Não parece uma resposta à dificuldade que apontamos indicar que as mulheres que aceitam voluntariamente se submeter ao regime de submissão foram condicionadas a fazê-lo e, portanto, não são livres. É uma lição que Escola de Frankfurt nos legou: “Não faz sentido falar sobre a libertação de homens livre”. Os problemas aqui solicitam uma reformulação — ou pelo menos a reconsideração profunda — de certas concepções como liberdade, identidade e muitos outros conceitos fundantes, conceitos que ganharam uma conotação conflitiva com a surgimento do ímpeto globalizante que tensiona e empurra as diferenças às mesmas regiões.

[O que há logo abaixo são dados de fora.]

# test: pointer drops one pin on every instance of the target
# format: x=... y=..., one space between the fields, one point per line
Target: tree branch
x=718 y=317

Por ora, nossa única certeza reside no caráter incerto e invasivo dessas atitudes que pretendem legislar sobre o que é melhor para o outro — e pelas quais almejamos preservar a liberdade por meio de uma restrição da liberdade.

Atualização 1: Não concordo com tudo que diz Gustavo Chacra, mas ele lembra um ponto importante: “judeus ortodoxos, hindus e budistas não sofrem restrições às suas vestimentas”.

Atualização 2: What Not to Wear, artigo do Foreign Policy sobre a polêmica francesa em comparação a outros paises que também impõem um dress code.